不知不觉,暮色渐浓,瑞知香打烊落了锁,李沐妍抱着棠棠,又带着瑞香与她四妹一同离开了铺子。四人优哉游哉地渡着夏日傍晚的凉风,朝着她们温馨的小宅归去。
他在她家门外寻得一截木桩,一整夜呆坐在那儿守着屋子。心中盘算着,待夜深人静之时,他便潜入她屋内。兴许,她也会以为他是幻梦的鬼魅,透点儿心声,与他暧昧……
夜至亥时,明日店铺还得早早开张,一屋子的人都已歇下。萧灼攀上一棵树,眺望间,发现她的屋内依然亮着微光,不知何故,久久不熄。
过了半个时辰,他才看破了玄机。一到亥正时分,李沐妍便悄悄走出了屋子,蹑步来到大门前。
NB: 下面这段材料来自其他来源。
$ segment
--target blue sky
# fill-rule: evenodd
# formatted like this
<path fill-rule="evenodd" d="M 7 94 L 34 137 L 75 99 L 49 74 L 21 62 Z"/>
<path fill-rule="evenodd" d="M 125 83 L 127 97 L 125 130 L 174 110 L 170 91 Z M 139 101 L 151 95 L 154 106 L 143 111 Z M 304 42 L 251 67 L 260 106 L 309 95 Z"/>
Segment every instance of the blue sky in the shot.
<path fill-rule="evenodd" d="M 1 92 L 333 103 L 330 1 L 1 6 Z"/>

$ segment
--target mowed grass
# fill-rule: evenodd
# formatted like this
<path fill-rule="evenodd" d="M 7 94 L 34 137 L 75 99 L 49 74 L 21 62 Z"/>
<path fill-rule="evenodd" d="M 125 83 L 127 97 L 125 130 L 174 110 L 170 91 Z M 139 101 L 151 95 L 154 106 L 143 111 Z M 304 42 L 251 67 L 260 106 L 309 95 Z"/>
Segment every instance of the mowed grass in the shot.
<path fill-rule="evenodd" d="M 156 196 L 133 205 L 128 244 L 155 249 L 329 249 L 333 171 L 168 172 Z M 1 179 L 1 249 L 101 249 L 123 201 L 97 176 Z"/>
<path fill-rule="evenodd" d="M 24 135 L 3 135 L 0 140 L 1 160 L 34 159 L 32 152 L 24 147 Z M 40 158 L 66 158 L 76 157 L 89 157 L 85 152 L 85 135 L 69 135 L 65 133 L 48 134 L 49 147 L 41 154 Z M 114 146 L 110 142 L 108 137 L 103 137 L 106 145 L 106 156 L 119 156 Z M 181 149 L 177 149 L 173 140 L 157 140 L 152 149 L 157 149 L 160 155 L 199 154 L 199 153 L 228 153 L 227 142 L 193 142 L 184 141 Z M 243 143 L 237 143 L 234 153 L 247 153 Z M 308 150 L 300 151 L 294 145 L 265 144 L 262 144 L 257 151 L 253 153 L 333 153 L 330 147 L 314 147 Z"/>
此时,门前已静候着一位男子。
“沐妍,我来了……”那男子说。
“文信,小声点儿。大家都睡了。”李沐妍蹑手蹑脚为其打开门扉,迎其入内。
在萧灼的眼前,李沐妍将宋文信鬼鬼祟祟地带入了她的闺房,没过一会儿便熄了灯。